Добавить в цитаты Настройки чтения

Страница 16 из 24



Позитивное самоощущение, как подчеркивает Джонсон, здесь будет выражаться в гипертрофированной гордости и эйфории от успехов, но, поскольку нарциссические успехи всегда связаны с внешним одобрением и не могут быть приняты и подтверждены внутренне, они переживаются скорее интеллектуально, чем кинестетически, «не насыщают», «никогда не удовлетворяют полностью» и постоянно подвергаются сомнению (Джонсон, 2001 [1994]: 183–184). Так возникает «нарциссическая поляризация»: восприятие себя и других скачкообразно смещается от полюса идеализации к полюсу обесценивания и обратно (как повествование об обществе утопийцев выстраивается на полярных оценках – либо «почет», либо «позор»); проблема оценки и собственной ценности приобретает навязчивый и неразрешимый характер. Лэнгле описывает эту проблематику следующим образом:

Нарциссизм связан именно с поиском Я, с вечным поиском того, на чем основано Я в своей ценности. Из-за этого безрезультатного кружения вокруг тематики Я поведение нарцисса всегда столь эгоистично. Вопросы «Кто Я?», «Есть ли во мне что‐нибудь, что представляет действительную ценность?» потому превращаются в страдание, что ответа на них не находится. Эта рана, зияющая в одной из фундаментальных экзистенциальных мотиваций, не дает покоя. Без весомого внутреннего обоснования успокоения не происходит – в нарциссизме человек не находит того места, где в нем говорит Я <…> И поэтому ему приходится напряженно и неустанно продолжать поиски всего того, что может иметь отношение к его Я. Так как внутри ничего не обнаруживается, он может найти себя только в том, что относится к внешней стороне его бытия (Лэнгле, 2002: 49).

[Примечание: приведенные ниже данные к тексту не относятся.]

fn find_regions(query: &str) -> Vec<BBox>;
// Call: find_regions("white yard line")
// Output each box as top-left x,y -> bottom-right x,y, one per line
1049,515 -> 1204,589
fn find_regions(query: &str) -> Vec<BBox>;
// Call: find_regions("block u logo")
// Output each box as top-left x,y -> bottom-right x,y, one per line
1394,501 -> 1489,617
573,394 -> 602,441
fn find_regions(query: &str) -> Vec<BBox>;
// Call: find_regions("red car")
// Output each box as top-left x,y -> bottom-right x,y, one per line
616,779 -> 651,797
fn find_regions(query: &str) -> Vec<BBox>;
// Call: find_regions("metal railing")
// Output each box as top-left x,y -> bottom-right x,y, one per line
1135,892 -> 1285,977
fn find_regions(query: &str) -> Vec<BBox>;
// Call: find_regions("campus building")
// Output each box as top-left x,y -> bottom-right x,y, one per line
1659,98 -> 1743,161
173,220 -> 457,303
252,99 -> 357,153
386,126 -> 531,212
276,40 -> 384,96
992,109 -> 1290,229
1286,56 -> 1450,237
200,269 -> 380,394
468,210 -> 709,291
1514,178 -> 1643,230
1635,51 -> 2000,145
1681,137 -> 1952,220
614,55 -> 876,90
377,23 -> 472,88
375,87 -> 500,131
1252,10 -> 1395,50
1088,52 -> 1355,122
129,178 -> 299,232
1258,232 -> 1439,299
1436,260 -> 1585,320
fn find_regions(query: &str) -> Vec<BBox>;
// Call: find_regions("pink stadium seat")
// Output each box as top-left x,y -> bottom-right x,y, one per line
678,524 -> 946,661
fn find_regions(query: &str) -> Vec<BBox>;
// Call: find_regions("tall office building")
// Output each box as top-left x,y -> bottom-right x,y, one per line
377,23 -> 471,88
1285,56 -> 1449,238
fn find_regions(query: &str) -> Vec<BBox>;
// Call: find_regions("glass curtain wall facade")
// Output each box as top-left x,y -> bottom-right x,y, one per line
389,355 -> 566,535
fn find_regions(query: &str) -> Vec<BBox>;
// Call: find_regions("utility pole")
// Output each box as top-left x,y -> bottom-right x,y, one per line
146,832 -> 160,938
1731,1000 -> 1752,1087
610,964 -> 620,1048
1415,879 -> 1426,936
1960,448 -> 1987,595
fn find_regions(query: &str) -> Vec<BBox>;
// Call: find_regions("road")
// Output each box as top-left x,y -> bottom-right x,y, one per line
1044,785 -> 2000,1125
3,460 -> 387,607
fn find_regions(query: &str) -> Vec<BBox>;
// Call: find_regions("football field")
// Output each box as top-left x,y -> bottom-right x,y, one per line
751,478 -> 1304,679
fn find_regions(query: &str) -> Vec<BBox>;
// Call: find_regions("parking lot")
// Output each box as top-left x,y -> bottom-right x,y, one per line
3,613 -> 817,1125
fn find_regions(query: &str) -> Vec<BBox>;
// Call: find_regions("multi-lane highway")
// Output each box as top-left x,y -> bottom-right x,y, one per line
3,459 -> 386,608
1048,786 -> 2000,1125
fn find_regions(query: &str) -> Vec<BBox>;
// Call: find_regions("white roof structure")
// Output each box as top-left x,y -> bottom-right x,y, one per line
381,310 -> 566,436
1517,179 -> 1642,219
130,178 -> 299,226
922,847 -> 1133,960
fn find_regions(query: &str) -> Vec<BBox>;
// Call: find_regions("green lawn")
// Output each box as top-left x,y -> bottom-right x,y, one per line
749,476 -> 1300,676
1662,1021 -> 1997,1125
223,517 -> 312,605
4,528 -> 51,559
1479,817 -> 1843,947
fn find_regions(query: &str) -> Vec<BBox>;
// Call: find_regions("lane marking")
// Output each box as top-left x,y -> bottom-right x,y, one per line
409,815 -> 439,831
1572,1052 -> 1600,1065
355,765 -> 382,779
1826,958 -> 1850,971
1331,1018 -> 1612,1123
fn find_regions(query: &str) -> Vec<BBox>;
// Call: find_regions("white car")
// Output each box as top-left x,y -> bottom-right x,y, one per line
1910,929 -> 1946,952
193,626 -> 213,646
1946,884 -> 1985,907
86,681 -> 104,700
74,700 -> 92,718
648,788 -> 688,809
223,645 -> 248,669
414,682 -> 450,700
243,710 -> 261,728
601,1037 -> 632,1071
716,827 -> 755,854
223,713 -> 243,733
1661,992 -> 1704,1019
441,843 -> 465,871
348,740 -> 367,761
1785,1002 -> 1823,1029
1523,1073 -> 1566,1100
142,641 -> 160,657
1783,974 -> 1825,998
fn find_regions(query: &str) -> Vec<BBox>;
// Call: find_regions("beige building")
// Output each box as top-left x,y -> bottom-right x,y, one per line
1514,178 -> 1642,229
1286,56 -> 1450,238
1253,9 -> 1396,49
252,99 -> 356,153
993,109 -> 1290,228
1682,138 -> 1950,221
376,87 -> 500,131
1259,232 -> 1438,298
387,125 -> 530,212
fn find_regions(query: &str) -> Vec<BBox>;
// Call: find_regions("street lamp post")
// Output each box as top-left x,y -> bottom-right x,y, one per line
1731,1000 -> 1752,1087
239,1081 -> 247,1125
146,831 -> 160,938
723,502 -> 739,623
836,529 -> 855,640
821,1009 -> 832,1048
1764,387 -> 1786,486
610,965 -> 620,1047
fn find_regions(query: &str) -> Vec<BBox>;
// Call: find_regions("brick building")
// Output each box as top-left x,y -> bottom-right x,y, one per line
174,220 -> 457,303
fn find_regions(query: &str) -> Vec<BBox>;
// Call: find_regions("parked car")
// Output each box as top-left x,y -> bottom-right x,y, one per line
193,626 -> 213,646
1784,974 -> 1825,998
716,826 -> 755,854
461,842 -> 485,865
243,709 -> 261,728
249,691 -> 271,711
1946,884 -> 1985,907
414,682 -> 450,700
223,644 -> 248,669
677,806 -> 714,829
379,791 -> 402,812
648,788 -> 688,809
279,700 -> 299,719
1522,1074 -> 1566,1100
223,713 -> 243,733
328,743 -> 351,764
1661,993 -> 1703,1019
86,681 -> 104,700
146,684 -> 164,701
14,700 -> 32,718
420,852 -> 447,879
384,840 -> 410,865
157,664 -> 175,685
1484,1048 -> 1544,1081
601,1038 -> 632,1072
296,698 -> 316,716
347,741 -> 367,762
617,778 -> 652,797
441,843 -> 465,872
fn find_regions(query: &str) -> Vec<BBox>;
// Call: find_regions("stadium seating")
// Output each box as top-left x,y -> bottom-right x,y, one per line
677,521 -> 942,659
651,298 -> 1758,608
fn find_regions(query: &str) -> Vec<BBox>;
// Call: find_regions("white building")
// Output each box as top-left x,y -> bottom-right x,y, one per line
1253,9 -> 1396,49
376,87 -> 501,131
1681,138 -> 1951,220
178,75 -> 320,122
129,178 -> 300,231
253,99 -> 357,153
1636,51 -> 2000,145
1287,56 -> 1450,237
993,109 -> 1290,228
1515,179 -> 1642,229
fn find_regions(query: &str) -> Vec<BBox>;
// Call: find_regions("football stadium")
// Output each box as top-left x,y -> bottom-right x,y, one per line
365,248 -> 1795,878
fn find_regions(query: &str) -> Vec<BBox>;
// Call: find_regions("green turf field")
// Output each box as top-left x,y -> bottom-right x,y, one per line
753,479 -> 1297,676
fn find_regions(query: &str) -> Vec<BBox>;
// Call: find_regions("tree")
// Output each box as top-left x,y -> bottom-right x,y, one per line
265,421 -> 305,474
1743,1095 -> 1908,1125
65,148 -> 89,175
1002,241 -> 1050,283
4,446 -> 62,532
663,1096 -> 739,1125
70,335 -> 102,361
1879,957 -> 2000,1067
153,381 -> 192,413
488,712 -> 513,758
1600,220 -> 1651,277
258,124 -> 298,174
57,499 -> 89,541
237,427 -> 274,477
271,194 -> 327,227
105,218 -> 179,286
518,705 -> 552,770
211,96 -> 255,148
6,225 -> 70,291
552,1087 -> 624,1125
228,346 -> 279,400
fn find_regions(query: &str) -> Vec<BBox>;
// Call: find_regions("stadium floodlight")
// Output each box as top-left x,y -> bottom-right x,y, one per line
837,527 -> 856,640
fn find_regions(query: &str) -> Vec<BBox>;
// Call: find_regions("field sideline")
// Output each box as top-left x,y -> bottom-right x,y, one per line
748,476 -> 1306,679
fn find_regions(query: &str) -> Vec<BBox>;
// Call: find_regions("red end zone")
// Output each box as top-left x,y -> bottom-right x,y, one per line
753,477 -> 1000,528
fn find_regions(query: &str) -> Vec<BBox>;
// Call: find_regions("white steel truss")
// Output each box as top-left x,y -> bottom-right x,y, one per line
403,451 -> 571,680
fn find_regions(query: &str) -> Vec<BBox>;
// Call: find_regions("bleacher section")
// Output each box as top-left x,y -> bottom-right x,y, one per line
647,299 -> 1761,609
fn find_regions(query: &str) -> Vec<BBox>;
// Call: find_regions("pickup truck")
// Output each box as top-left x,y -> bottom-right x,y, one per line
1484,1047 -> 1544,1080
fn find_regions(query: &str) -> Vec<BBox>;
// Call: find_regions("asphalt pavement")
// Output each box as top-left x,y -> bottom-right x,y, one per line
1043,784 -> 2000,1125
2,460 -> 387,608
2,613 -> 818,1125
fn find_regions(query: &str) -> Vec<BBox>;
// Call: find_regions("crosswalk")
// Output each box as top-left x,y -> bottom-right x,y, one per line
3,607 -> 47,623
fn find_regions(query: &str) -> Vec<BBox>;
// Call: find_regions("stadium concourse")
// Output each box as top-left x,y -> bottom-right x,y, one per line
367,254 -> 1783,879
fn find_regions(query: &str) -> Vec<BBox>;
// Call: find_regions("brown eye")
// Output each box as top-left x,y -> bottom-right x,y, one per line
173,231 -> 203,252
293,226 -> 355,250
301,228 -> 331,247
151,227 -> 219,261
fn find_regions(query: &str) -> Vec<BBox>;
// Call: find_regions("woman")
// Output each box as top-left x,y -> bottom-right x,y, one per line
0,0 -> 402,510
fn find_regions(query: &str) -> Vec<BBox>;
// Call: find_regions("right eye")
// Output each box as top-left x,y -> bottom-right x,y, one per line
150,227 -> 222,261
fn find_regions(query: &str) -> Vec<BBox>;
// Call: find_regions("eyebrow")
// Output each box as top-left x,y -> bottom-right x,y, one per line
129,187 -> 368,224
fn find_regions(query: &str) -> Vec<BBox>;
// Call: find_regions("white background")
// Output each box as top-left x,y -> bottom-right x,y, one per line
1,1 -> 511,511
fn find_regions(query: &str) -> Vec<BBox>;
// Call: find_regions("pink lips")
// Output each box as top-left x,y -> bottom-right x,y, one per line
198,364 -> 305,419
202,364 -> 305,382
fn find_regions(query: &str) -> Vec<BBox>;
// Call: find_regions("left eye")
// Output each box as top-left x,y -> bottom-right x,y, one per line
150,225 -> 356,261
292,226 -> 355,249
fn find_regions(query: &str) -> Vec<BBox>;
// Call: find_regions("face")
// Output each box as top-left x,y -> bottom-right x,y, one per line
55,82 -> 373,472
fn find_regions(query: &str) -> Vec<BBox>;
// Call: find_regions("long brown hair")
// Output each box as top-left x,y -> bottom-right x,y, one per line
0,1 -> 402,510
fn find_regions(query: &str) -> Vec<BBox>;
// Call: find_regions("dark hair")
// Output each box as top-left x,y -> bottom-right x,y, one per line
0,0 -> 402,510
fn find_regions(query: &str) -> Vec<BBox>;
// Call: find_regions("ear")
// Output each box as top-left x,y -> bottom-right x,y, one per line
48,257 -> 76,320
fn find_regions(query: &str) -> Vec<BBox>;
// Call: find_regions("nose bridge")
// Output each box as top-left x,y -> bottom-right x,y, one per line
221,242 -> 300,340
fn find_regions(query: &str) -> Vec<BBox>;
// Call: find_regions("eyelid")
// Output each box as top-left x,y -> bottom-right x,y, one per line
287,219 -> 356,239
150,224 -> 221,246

Кажется, общим (и, по сути, центральным) местом всех описаний нарциссического самовосприятия является констатация ощущения «внутренней пустоты», «зияющей раны», «вакуума», «нарциссической дыры» – невозможности обретения и присвоения самости. В какой мере все эти метафоры пустоты соотносимы с размышлением о «полом пространстве», в котором возникает утопия? В какой мере концепция нарциссического расстройства применима к реалиям XVI века?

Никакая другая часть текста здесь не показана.